Aku langsung bergerilya pada urutan pertama dan kedua. Aku mengirim banyak lamaran ke perusahaan-perusahaan nasional maupun multinasional. Sampai bosan rasanya aku menulis kalimat atas perhatian dan pertimbangan Bapak-Ibu, saya ucapkan terima kasih dan to whom it may concern. Sambil mengerjakan lamaran dan menunggu panggilan kerja, aku mencari tahu kebenaran berita Rizal melamar Naomi. Langsung ku kejar Gilang, entah itu anak ada di belahan dunia sebelah mana.

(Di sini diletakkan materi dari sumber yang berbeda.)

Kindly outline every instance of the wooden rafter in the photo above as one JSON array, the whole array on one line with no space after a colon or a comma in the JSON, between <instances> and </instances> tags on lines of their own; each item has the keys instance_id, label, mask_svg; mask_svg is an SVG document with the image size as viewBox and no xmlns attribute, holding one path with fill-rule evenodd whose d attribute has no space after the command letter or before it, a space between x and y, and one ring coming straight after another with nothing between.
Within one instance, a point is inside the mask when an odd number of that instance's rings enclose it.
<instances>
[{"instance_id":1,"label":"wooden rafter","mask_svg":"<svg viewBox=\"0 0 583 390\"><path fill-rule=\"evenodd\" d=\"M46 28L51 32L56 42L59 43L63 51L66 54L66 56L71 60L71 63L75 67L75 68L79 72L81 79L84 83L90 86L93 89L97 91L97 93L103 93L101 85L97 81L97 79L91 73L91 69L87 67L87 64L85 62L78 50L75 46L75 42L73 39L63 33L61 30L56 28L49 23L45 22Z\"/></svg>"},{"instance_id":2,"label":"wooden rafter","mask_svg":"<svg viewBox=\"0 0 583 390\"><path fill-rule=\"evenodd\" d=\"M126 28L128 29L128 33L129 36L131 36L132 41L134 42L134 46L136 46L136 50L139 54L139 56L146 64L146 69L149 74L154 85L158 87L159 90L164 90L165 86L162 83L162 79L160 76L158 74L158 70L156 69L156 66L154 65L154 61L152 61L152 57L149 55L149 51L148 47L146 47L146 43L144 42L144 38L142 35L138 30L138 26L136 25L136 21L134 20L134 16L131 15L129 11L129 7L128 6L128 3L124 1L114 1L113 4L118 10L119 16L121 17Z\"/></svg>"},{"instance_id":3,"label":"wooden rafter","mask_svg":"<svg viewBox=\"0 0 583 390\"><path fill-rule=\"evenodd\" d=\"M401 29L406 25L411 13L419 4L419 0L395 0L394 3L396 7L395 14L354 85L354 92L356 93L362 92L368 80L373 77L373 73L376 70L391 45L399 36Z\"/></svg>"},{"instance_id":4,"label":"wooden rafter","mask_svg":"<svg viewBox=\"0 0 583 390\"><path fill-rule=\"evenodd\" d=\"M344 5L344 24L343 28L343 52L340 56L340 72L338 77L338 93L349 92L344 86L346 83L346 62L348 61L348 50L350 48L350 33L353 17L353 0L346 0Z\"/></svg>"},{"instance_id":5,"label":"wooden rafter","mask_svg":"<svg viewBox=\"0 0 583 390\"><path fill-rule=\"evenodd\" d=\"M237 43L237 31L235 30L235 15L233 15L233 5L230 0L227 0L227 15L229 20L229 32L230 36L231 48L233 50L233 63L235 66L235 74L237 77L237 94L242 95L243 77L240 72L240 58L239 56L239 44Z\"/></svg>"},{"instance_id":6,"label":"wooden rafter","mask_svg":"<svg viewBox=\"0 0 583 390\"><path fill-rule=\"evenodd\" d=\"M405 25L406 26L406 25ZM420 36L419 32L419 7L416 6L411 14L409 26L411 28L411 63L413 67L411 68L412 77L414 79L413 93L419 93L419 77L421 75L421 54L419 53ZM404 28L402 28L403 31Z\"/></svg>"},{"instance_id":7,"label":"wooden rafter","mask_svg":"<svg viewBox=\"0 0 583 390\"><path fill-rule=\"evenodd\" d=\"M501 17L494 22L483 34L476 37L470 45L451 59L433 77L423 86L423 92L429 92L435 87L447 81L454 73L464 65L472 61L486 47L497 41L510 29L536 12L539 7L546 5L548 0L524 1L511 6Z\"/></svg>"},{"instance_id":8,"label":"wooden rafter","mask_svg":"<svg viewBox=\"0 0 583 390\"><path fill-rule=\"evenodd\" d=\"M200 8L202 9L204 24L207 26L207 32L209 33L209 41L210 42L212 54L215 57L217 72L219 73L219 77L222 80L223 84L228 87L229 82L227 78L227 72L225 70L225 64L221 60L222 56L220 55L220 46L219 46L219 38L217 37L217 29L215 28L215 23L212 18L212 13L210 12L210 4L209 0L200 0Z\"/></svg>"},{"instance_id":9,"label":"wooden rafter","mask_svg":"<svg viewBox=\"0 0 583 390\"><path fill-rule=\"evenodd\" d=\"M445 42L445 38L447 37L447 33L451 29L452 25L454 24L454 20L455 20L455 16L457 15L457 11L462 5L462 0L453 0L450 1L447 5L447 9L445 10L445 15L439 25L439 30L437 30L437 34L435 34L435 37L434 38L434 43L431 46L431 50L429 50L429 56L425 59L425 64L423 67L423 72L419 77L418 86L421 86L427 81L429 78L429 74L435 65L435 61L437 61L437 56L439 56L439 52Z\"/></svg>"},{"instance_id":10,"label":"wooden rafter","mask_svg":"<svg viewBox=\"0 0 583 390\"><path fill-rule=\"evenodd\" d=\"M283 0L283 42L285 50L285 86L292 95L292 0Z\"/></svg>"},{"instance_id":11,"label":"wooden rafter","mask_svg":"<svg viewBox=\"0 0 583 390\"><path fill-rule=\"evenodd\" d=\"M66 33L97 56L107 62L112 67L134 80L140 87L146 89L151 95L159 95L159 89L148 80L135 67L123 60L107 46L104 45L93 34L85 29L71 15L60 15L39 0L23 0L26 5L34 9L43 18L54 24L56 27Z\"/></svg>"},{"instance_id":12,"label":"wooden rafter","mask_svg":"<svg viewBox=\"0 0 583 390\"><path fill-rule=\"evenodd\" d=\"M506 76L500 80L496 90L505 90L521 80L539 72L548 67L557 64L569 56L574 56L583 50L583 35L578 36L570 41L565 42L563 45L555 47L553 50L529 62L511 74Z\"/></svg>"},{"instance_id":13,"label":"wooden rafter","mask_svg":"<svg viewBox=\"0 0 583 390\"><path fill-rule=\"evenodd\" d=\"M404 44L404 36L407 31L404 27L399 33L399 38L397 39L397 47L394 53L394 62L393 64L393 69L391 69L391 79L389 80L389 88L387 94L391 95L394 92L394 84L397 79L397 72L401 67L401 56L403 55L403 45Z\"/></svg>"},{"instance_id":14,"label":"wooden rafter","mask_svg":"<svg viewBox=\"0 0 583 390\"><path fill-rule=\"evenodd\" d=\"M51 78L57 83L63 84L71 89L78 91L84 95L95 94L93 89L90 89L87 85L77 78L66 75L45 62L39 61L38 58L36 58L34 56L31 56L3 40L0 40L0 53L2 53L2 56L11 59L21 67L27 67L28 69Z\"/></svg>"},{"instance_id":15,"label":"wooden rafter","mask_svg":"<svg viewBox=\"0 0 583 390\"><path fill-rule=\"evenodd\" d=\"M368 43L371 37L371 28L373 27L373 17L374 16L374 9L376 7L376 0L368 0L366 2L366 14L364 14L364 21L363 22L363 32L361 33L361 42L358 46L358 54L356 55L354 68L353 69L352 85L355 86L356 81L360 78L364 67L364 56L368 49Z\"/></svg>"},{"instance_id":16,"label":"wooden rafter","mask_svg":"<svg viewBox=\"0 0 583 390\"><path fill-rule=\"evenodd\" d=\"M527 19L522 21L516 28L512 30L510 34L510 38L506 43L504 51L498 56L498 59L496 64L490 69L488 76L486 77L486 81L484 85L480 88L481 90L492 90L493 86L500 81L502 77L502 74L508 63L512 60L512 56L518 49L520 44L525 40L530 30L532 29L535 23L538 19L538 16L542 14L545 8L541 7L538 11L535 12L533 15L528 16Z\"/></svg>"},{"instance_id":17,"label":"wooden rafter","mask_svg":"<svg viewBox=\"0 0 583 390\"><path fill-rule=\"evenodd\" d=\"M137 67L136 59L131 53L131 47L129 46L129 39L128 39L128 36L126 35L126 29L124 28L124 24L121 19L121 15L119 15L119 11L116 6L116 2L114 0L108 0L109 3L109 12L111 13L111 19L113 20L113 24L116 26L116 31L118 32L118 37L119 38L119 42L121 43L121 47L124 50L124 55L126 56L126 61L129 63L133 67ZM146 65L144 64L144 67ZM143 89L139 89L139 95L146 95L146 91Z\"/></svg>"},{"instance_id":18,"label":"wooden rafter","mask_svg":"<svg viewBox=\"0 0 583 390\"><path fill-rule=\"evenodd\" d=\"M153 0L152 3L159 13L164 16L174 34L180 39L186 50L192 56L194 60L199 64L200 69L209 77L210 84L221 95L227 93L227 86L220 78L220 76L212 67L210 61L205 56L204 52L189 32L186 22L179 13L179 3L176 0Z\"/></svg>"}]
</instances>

Ternyata dia tidak di belahan dunia mana-mana –hanya ada di seberang rumahku, aku jejali dia dengan pertanyaan-pertanyaan macam reporter mengorek gosip artis ibukota.
Sampai pada pertanyaan klimaks, “Dari mana kamu dapat berita lamaran itu?”
Gilang menjawab tanpa tergagap, “Ibuku, mendengar dari tetangga sebelah yang saudaranya bekerja sebagai pembantu di rumahnya Pak Samsul.”
“Melamar Shinta Naomi?”
Gilang mengernyitkan alis, “Shinta Naomi?!”
Ada gejolak aneh dari tubuhku ini. Kernyitan Gilang menandakan sesuatu.
“Bukan Shinta Naomi, tapi Naomi Nur Dewinta.”
Hatiku berdesir, seolah air hangat merasuk kerongkongan yang sedang flu. Tak nyambung, tak apa. Jantungku hampir melompat keluar dari tempatnya. Rasa girang ini menuntunku pada kesimpulan, berita lamaran Rizal tidak bohong aku hanya salah orang. “Kemarin kau menanyakan alamat Rizal buat apa?” kata Gilang. Aku menerawang. Bayangan tentang pria ganteng bersanding dengan perempuan manis berubah menjadi pria ganteng bersanding dengan perempuan lain.
“Hei, malah ngelamun,” tegur Gilang.
“Orangnya ganteng, Lang. Ganteng bukan main.”
“Ganteng?!” alis Gilang mengernyit lagi. “Apanya yang ganteng?”
“Eh?” tiba-tiba aku menjadi kelihatan bodoh, bodoh yang kegirangan.
“Aku lihat sendiri orang yang namanya Rizal itu,”
“Ah, salah orang lagi..”
Ku kebut lagi motor ini meninggalkan Gilang tanpa pamit di belakang. Aku sekarang dihiasi perasaan berbunga. Pria yang aku temui tempo hari adalah bukan Rizal yang sesungguhnya. Dia bernama Egi. Ia adalah anak buah Rizal. Tugasnya ya menjaga toko sembako milik Rizal. Sementara Rizal merupakan anak Pak Samsul yang kaya raya itu. Perawakan Rizal, seperti yang dijelaskan Gilang, tidak lebih seperti polisi yang kegemukan, yang harus menjalani diet ketat lantaran perutnya menjatuhkan wibawa korps Polri. Membayangkan fakta bahwa aku salah orang, membumbunglah semangat hidupku. Rasa putus asa dan kebencian yang dulu merayapiku, tiba-tiba menguap cepat. Takdir itu, ya takdir itu mungkin yang dimaksud. Takdir bahwa Shinta Naomi tidak dilamar oleh Rizal yang atletis. Dan aku harus mengejar takdirku sendiri. Mengejar cinta Naomi sampai ke pelaminan. Tunggu aku Naomi.